Chef at his family’s restaurant Le Rivage, which has wooed Hells Kitchen with garlicky Escargots and buttery Sole Meuniere since 1982, Paul Denamiel is essentially French food royalty. So it only made sense that the scion should open his own charming bistro called Little Prince, which fits cozily into the conventional — but no less enchanting — tropes of a classic French bistro.

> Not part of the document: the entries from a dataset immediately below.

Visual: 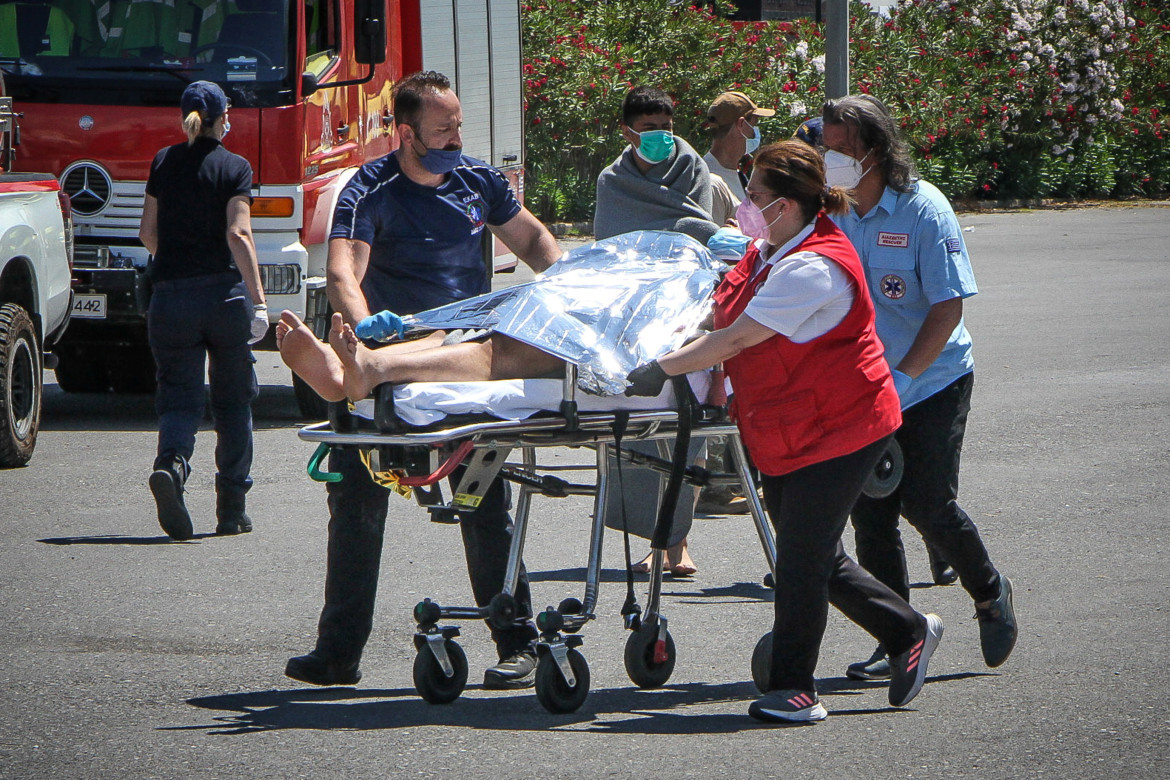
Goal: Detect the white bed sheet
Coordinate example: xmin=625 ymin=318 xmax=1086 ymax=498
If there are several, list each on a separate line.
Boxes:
xmin=352 ymin=371 xmax=712 ymax=427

There are pressed tin ceilings, a gracious wooden bar, and romantic two-tops spilling out onto the street, along with a menu chock-a-block with Francophile favorites. As we’ve come to expect of any chef worth his fleur de sel, Denamiel makes an exemplary Ratatouille… a kaleidoscope of Oven-Dried Tomatoes, Summer Squash and Japanese Eggplant, crowned with a Soft Poached Egg. There’s also a lovely Frisee aux Lardons (liberally dotted with Nueske’s Bacon), a not-too-syrupy Canard a l’Orange (the sweetness balanced nicely by Cippolini Onions and Bitter Endive) and an excellent Steak au Poivre; the appropriately pedigreed dry-aged Creekstone Farms NY Strip accompanied by a mound of cheesy Swiss Chard.

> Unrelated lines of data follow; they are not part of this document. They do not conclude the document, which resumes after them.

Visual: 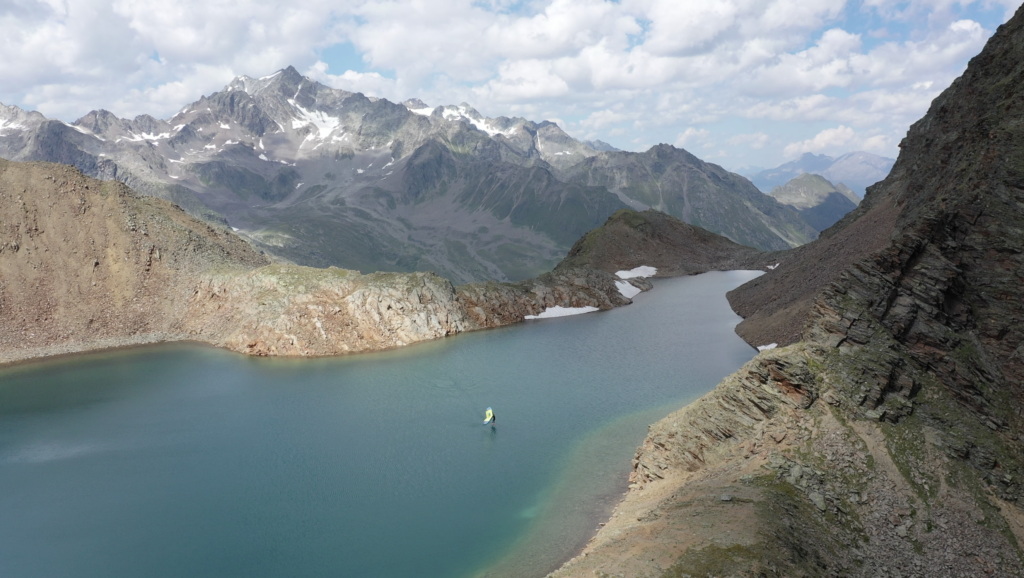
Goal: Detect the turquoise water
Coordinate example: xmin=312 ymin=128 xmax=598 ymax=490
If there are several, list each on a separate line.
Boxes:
xmin=0 ymin=271 xmax=761 ymax=578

But Denamiel really excels when he gently flouts tradition, most notably in the form of the French Onion Soup Burger. Originally leaked as an off-menu item, it’s easily become one of his signature dishes, currently listed between the Culotte Steak Frites and Grilled Colorado Lamb “Pour Deaux.” Inspired by the best-selling Soupe à l’oignon Gratinée at Le Rivage, it’s made with a signature Pat LaFrieda blend of short rib, brisket and chuck — the medium-rare patty smothered with Caramelized Onions, Emmenthal Cheese, Béchamel sauce and spicy Dijon. And while it’s certainly cutesy (see the jaunty French flag skewered through the toasted English Muffin), it manages to skirt being gimmicky, for the simple fact that it just tastes so damn good.

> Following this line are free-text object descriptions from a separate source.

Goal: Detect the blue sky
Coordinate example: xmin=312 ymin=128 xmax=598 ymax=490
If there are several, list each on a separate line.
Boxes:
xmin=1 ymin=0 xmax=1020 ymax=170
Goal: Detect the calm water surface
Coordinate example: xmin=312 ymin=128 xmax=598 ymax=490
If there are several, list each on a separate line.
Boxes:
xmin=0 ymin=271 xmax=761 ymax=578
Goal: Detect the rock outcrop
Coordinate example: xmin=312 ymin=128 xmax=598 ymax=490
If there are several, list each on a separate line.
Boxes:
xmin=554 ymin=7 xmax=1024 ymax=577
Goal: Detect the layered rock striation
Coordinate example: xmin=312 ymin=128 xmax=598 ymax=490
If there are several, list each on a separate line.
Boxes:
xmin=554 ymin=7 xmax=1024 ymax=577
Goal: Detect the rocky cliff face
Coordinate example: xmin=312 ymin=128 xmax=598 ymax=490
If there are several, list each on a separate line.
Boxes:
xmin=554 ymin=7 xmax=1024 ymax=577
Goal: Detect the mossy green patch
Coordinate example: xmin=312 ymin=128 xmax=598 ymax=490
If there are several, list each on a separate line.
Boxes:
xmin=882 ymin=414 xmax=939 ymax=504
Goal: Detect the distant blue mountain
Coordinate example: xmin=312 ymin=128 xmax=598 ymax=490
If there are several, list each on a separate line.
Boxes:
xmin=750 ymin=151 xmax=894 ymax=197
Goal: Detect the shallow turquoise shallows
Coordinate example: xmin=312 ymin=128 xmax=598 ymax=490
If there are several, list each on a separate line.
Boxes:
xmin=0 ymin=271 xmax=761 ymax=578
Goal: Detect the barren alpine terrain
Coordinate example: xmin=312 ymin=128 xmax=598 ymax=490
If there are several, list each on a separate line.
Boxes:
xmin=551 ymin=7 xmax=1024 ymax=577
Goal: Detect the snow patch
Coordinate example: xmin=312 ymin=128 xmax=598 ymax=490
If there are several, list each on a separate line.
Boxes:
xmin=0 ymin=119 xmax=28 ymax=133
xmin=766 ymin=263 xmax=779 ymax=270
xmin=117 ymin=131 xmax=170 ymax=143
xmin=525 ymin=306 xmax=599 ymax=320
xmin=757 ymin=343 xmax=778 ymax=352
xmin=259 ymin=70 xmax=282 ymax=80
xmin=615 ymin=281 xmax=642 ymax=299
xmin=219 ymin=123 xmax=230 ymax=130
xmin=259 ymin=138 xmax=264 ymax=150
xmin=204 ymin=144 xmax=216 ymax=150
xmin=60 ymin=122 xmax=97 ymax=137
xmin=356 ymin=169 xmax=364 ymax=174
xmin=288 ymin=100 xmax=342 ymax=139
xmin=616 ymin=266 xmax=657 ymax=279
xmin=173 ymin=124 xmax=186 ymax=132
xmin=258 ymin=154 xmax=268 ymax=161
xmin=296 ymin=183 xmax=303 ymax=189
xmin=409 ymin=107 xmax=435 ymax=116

Not only that, but it’s a dish for all seasons… a way to enjoy the rich, indulgent flavors of Onion Gratinee in the spring or summer, minus the searing heat. But will we return to the Little Prince during the dead of winter as well, to assuage our twin cravings for hearty, rib-sticking soups and beefy, unctuous hamburgers? Mais Oui.